I had a thought as to how I could develop my own digital images. I currently have my own B&W darkroom in the basement of my home. I thought maybe, it would be possible to take a digital image from my computer, shrink it down (to negative size), turn it B&W if not already, inverting the image, then printing it off on a transparancy. Now, I know that a transparancy is a positive, but I am still thinking that this could work.

I plan on trying this soon, just to as an expirement. I love developing, and I would love to have actual photos of my digital images.


----------



## terri (Feb 21, 2006)

What you're describing is actually fairly common. You'll end up with a transparency that you can use in an enlarger, yes. As long as you invert the image from positive to negative you'll have a rough digital negative that will give you a positive print. 

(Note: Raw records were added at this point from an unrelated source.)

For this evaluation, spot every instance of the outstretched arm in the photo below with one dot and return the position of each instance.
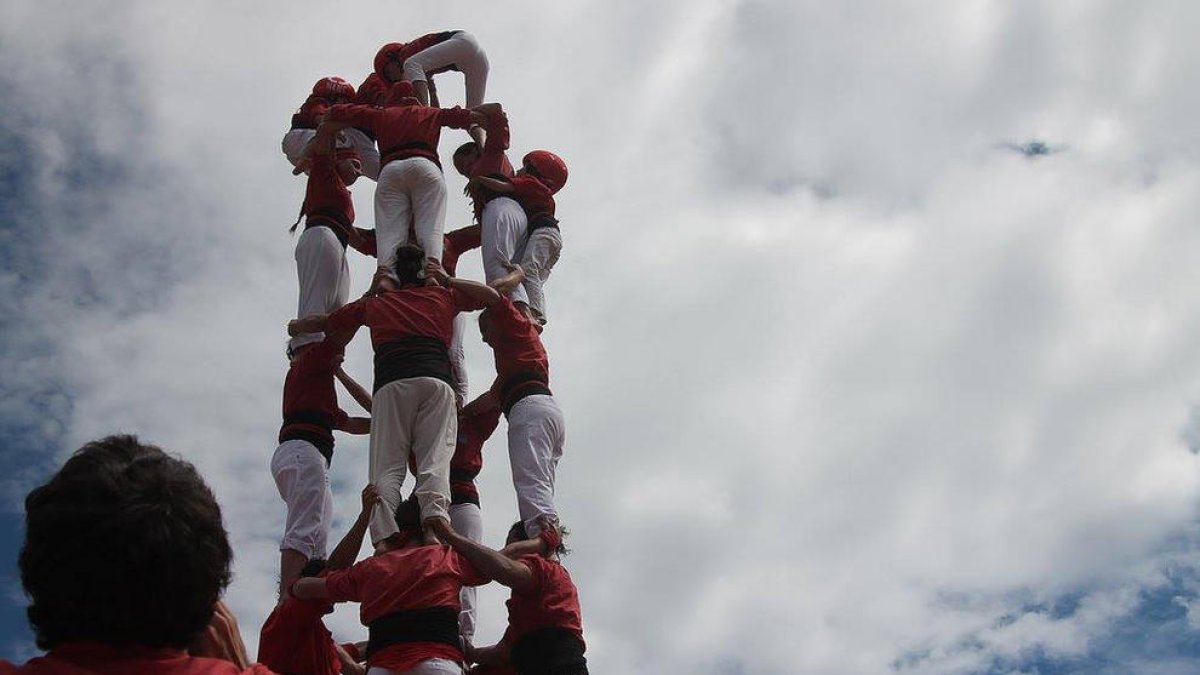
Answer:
(478, 292)
(493, 184)
(348, 548)
(354, 389)
(491, 563)
(311, 323)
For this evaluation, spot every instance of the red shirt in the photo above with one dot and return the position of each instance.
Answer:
(424, 311)
(310, 395)
(492, 160)
(310, 113)
(468, 454)
(406, 579)
(517, 348)
(327, 193)
(553, 601)
(403, 131)
(534, 197)
(94, 658)
(294, 639)
(373, 90)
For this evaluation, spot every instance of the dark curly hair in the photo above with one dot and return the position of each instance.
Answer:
(409, 264)
(125, 544)
(517, 532)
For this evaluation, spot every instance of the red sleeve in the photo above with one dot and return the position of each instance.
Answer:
(469, 575)
(497, 132)
(346, 584)
(347, 318)
(355, 114)
(454, 118)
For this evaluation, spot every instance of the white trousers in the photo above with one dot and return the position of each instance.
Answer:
(502, 236)
(409, 191)
(459, 356)
(418, 416)
(468, 521)
(324, 278)
(538, 258)
(461, 51)
(303, 481)
(366, 149)
(537, 432)
(297, 139)
(427, 667)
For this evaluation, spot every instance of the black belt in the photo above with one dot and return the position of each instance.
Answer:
(543, 220)
(427, 625)
(550, 651)
(323, 443)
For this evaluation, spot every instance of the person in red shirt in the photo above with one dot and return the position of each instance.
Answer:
(325, 93)
(408, 595)
(300, 464)
(545, 632)
(411, 187)
(124, 561)
(541, 175)
(294, 638)
(419, 60)
(413, 410)
(474, 429)
(328, 209)
(537, 428)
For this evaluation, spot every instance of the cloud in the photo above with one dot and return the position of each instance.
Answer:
(847, 390)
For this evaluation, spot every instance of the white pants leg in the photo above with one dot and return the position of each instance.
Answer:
(537, 432)
(459, 356)
(427, 667)
(409, 191)
(461, 51)
(303, 479)
(365, 147)
(468, 521)
(324, 278)
(295, 141)
(538, 260)
(415, 416)
(502, 236)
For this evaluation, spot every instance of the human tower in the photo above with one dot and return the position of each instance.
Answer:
(417, 590)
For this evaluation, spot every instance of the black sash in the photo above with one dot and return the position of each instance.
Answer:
(520, 386)
(549, 651)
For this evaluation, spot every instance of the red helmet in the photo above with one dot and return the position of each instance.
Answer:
(547, 167)
(333, 88)
(400, 91)
(387, 53)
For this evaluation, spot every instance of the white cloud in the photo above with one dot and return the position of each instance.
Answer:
(844, 382)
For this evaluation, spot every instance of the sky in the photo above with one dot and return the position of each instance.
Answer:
(850, 387)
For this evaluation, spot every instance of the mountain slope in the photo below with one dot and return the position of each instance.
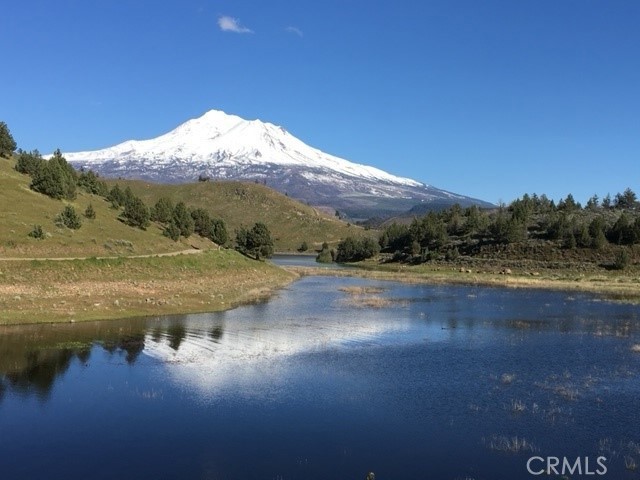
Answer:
(243, 204)
(290, 222)
(224, 146)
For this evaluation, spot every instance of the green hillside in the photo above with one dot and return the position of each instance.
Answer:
(243, 204)
(21, 209)
(238, 204)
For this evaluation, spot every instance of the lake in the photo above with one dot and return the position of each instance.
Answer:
(330, 379)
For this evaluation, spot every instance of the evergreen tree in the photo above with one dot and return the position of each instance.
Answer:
(583, 238)
(218, 232)
(69, 218)
(29, 162)
(201, 222)
(37, 233)
(596, 232)
(136, 213)
(593, 202)
(91, 183)
(182, 219)
(172, 231)
(355, 249)
(256, 243)
(162, 211)
(116, 196)
(89, 212)
(627, 199)
(622, 231)
(55, 178)
(7, 143)
(260, 241)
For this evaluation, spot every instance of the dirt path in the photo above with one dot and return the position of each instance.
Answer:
(189, 251)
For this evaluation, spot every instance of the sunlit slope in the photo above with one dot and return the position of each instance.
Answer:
(239, 203)
(22, 208)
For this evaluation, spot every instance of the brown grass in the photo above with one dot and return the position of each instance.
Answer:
(77, 290)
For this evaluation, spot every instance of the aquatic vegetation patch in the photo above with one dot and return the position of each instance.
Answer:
(504, 443)
(362, 290)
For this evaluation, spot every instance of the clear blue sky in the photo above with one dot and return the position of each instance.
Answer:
(486, 98)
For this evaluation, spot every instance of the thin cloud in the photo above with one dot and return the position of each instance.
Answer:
(294, 30)
(230, 24)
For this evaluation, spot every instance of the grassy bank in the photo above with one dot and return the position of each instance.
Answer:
(609, 284)
(41, 291)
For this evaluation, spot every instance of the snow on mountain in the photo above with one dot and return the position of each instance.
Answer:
(223, 146)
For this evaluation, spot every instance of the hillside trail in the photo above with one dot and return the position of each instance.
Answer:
(189, 251)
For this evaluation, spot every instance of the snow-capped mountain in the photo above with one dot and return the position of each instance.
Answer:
(226, 147)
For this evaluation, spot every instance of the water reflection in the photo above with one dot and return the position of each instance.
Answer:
(211, 353)
(319, 375)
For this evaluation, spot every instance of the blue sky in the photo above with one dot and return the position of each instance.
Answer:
(490, 99)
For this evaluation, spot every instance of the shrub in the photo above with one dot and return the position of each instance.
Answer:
(136, 213)
(55, 178)
(355, 249)
(29, 162)
(172, 231)
(256, 242)
(7, 143)
(37, 232)
(622, 260)
(183, 220)
(218, 232)
(90, 212)
(69, 218)
(162, 211)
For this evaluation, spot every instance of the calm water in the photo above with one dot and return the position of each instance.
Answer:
(326, 381)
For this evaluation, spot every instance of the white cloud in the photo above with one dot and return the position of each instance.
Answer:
(294, 30)
(230, 24)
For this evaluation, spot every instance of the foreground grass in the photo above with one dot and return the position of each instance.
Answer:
(41, 291)
(609, 284)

There are lots more variables you can go through on photoshop to tweak your negative image, but I personally haven't done it and can't advise you. But - you're on the right track, and there is lots of literature available if you think you want to pursue it. 

A renowned master of the craft is Dan Burkholder. He's written extensively about it and is an accomplished photographer in more traditional alternative photographic techniques, as well. 

Have fun!


----------



## ThomThomsk (Feb 21, 2006)

The Christmas issue of Black & White Photography (the UK magazine) had an article on this by Tony Worobiec. He printed on PermaJet overhead projector transfer film and then contact printed in the darkroom. His top tips:

1. In PS, lighten midtones while reducing contrast in order to make the negative more printable
2. Watch out for finger prints on the film
3. Make sure you haven't got 2 sheets of film stuck together by holding the film up to the light and looking for Newton rings
4. Your negative will look pretty thin, so stop the enlarger down to a small aperture and set the lamphouse as high on the column as it will go

That's just a few points from a 4 page article, but I hope they help!

Thomsk


----------



## terri (Feb 21, 2006)

> The Christmas issue of Black & White Photography (the UK magazine) had an article on this by *Tony Worobiec*.


I love Tony Worobiec! :thumbup: He is very talented.


----------



## Viajero (Feb 22, 2006)

ah! Awesome thank you for all this information. I plan on trying this for the first time this weekend, I hope it will be somewhat succesful. I just need to get some photo paper, and I will be set!

Thanks agian.


----------



## terri (Feb 22, 2006)

Post your results, will you?  I'd love to see your process and how it works for you. Digital negatives are supposedly very useful for contact printing for alternative photographic techniques (such as cyanotypes) and I'm all into that stuff.  

Good luck with it!


----------